Re: Do magnets work in outer space, particularly exactly between two planets?

Good question! I will give a quick summary of magnetic fields in our solar system; for more information, see the references below. A lot of astronomers and planetary scientists work on this field, so there's a lot of information out there.

A magnetic field is usually described with "magnetic field lines." Every point in space is on one of these lines, and the direction of the line tells you in which way a compass will point. The important thing about magnetic field lines is that they are always closed. That is, they don't end anywhere - they wrap around on themselves, like a circle. In a bar magnet, they come out the north pole of the magnet and then go back in through the south pole. The earth has its own magnetic field lines, which pass from the north pole through the center of the earth and out the south pole, continue away from the earth's surface to the edge of the magnetosphere, then wrap back around to the north pole. The earth is basically a giant bar magnet, except that the our north pole is actually a magnetic south pole! On the earth's surface, the field lines point toward the south pole - compasses always point north, because they point along the direction opposite to the field lines.

In space, then, magnets won't work any differently. They will still point along field lines. The question is what the field itself is doing. The magnetic field around the earth is known as the "magnetosphere." Throughout the magnetosphere, as on the earth's surface, the magnetic field lines bend from the north pole to the south pole. So in a sense, a compass will "turn around" if you orbit the earth, but by our perspective it always points north. You can see a picture of the magnetosphere here. The earth's magnetosphere is about 40 times as large as the earth itself.

The sun has its own magnetic fields, which are considerably stronger than the earth's. (Magnetic fields on the sun cause sunspots, solar flares, and other energetic events like coronal mass ejections.) The solar wind, a stream of electrically charged particles flying away from the sun, drags the sun's magnetic field lines away from the sun.
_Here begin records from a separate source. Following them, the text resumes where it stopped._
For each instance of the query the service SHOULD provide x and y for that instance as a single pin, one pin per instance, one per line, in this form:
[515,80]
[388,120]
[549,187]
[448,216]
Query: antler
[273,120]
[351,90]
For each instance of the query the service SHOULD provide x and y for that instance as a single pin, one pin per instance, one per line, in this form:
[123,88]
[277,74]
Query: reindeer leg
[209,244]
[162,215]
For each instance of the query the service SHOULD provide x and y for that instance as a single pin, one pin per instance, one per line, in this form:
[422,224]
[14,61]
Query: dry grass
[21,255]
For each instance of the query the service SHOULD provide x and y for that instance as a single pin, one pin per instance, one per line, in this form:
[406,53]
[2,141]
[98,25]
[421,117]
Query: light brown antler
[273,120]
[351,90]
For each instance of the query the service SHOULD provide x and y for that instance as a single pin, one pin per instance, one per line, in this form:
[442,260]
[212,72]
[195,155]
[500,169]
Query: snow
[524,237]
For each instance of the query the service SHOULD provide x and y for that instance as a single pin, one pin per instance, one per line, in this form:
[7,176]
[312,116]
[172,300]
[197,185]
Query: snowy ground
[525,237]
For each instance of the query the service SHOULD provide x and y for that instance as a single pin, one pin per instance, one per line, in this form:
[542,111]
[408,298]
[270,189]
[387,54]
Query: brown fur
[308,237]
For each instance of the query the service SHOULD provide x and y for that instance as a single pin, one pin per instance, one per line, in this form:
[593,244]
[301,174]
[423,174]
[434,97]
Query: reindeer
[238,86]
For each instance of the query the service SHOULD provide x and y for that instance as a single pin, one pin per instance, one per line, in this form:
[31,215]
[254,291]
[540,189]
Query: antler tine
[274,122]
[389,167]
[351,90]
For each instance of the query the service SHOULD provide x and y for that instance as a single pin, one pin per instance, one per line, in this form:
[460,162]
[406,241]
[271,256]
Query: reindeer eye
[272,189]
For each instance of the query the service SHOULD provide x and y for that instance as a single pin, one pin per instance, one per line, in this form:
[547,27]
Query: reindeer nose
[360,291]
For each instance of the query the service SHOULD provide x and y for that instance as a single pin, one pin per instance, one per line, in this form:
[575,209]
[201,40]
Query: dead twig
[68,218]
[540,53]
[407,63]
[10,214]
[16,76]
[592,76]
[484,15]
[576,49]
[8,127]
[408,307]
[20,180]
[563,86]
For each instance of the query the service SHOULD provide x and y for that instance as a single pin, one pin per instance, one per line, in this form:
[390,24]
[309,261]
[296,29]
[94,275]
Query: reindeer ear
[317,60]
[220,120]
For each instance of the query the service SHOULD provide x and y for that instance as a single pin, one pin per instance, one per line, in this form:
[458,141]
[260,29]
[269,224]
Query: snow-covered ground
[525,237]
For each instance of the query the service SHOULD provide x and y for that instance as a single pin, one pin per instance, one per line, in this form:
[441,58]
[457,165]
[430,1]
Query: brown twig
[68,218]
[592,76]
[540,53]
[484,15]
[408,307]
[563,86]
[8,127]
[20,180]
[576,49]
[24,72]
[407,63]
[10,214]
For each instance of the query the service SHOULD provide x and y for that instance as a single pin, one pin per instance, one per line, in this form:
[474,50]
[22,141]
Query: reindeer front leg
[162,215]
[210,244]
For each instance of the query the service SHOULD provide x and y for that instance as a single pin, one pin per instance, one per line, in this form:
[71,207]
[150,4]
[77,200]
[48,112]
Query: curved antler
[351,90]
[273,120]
At the edge of the magnetosphere, the field lines in the solar wind hit the earth's own field lines. On the side of the earth closest to the sun, the solar wind pushes the earth's magnetosphere closer to the surface; on the far side, the earth's magnetosphere is protected from the solar wind, so it streams out behind the earth. You can see an excellent picture of this process here. At the interface (which is about forty earth radii above the earth's surface), the field lines from the earth and solar wind merge into longer lines. The interplanetary magnetic field carried along with the solar wind is much weaker than the earth's, but it keeps the earth's magnetosphere contained because of the pressure from the energetic solar wind that accompanies it.

The point is that outside of the earth's magnetosphere, the sun's magnetic field dominates, and this is completely independent of the earth. The same sort of process occurs around every planet with a reasonably strong magnetosphere (Mercury, Jupiter, Saturn, Uranus, and Neptune): the field lines from the solar wind bang into the planet's magnetosphere and connect to it where they strike. Because the magnetosphere of each planet is relatively small compared to the distance between planets, the magnetic field in the solar wind determines the field direction throughout most of the solar system (including in between two planets). The interplanetary magnetic field generally streams out from the sun toward the planets, but the rotation of the sun bends the field lines, making the general shape of the interplanetary magnetic field into a spiral. However, due to activity on the sun, there are regions even larger than the earth with unusual field structures. So the direction a compass would point can change with time!

Two good websites on these issues are http://www.oulu.fi/~spaceweb/textbook/solarwind.html and http://www-istp.gsfc.nasa.gov/Education/Intro.html. Hopefully they will have all the information you are looking for! Good luck!